そろそろ夜も更けていって、帰ろうという時間になって、彼女が言ってくれた言葉を今でも覚えています。
「私は今、本当に嬉しいんだよ。
私を知っている人がブラジルまで来てくれて、私っていう存在を覚えてくれていたことに、本当にうれしいんだよ。
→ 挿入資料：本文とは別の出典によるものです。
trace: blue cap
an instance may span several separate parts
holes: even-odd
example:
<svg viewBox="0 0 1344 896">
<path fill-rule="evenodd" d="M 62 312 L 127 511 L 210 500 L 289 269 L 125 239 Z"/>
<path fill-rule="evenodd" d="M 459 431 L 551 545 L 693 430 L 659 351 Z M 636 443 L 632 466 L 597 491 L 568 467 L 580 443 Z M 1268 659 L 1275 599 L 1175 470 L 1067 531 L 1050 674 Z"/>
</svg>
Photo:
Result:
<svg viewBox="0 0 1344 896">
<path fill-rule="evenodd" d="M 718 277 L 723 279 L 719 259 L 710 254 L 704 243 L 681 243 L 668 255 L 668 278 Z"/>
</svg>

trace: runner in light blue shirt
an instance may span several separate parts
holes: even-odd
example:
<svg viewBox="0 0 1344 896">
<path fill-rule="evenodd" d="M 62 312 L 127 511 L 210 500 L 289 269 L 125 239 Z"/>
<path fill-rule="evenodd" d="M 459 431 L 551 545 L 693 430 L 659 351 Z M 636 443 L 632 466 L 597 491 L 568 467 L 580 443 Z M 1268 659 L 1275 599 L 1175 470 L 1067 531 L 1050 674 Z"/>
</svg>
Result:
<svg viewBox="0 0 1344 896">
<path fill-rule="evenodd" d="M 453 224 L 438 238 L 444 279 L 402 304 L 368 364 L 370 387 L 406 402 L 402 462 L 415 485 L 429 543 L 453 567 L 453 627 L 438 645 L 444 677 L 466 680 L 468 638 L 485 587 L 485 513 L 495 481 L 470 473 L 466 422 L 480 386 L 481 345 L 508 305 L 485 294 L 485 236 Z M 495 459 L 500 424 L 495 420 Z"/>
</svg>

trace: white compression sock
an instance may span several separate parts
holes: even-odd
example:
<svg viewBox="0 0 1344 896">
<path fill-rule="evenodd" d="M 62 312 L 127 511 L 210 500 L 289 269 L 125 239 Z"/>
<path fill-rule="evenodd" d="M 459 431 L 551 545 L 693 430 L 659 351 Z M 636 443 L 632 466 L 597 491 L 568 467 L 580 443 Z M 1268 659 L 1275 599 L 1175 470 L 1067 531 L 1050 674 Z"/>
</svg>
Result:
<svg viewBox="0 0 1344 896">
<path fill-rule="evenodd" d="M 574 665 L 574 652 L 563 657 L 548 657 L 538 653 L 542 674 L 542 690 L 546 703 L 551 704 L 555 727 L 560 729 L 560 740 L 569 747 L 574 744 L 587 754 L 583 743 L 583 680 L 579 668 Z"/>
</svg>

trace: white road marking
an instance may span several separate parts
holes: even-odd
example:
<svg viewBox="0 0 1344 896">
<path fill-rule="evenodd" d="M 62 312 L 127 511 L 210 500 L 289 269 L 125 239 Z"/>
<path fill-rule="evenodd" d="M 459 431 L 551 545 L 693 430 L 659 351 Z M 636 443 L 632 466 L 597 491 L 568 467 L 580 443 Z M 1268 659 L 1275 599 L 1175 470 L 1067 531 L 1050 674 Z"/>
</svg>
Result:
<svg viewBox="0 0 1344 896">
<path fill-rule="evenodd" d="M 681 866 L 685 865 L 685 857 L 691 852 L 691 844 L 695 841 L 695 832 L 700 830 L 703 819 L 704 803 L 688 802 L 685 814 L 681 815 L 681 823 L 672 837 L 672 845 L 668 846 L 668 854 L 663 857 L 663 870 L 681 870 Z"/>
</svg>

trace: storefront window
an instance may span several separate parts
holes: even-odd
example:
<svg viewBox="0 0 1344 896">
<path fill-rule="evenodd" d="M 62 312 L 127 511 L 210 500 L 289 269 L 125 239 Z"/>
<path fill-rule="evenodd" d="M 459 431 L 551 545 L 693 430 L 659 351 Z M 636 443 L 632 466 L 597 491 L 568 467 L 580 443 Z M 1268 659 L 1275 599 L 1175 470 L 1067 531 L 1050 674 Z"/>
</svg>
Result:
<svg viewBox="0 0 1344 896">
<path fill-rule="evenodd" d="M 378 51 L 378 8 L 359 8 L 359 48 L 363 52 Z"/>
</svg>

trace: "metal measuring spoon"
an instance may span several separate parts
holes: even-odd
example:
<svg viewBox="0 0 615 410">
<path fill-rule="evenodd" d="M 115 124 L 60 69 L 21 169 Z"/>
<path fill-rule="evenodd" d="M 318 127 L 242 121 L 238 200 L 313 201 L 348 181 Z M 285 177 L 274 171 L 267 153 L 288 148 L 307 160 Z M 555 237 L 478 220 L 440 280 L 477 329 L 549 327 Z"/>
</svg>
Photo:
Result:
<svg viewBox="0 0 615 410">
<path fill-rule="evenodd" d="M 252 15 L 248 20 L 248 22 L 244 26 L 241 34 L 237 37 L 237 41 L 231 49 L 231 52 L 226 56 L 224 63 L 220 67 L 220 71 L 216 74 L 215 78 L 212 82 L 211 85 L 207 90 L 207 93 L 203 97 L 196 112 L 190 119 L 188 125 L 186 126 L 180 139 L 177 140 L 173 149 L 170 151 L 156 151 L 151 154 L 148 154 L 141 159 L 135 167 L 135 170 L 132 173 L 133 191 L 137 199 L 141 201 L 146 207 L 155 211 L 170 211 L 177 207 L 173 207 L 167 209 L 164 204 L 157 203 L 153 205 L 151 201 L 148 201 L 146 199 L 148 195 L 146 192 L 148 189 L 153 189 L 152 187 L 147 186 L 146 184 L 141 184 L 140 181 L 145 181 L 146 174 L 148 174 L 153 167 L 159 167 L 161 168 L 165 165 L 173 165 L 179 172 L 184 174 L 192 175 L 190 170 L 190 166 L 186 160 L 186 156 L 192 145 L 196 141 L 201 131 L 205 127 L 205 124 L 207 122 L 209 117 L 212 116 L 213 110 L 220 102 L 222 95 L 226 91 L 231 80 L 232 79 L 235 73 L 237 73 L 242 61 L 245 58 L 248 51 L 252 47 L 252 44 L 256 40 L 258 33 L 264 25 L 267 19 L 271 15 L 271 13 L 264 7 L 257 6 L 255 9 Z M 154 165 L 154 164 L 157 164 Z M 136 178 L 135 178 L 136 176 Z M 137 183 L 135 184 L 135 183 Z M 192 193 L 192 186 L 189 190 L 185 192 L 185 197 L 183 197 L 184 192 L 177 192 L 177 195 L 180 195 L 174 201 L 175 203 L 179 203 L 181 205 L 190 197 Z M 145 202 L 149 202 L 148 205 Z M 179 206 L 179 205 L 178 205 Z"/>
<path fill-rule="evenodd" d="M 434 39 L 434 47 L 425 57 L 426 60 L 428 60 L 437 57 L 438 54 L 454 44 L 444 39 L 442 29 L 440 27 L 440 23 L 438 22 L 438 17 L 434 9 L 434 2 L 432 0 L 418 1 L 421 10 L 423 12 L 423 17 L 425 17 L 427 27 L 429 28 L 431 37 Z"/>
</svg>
連絡をもらってから、ずっと楽しみにしていたんだから」
Kちゃんとブラジルで再会できて、本当によかった。
サンパウロの日本人街で再会した同級生のことを、今も時々思い出す
今も時々、Kちゃんとサンパウロで再会したときのことを思い出す。
世界一周の旅でたくさんの国を訪れ、数々の名所を見て、かけがえのない体験をした。
その中でも、Kちゃんとの再会は僕にとって、スペシャルな体験として今も時々思い出すことがある。
どうして、あの体験が強く心に残っているのだろう。
Kちゃんが住む日本とは遠く離れたサンパウロで会う喜びと、地元のイオンモールで会う喜びは、「会う」という同じ体験だとしても、きっと全く異なる。
異国で再会することの嬉しさ、そこで見たKちゃんの晴れやかな表情、自信をもって取り組んでいる仕事の姿。
全てが、強烈な体験として、今も心に残っている。
あれから10年が経った。
時々、Facebookを開くと、彼女が愛する息子の写真が投稿されていて、その成長具合に目を細めてしまう。
彼女は今日もブラジルで愛する息子と毎日を過ごしている。
仕事で日本語を話し、息子とポルトガル語で話す。
そんな彼女を、僕は日本で想像する。
僕はあのときブラジルに行って彼女と再会したことで、そんな想像をする喜びを感じることができている。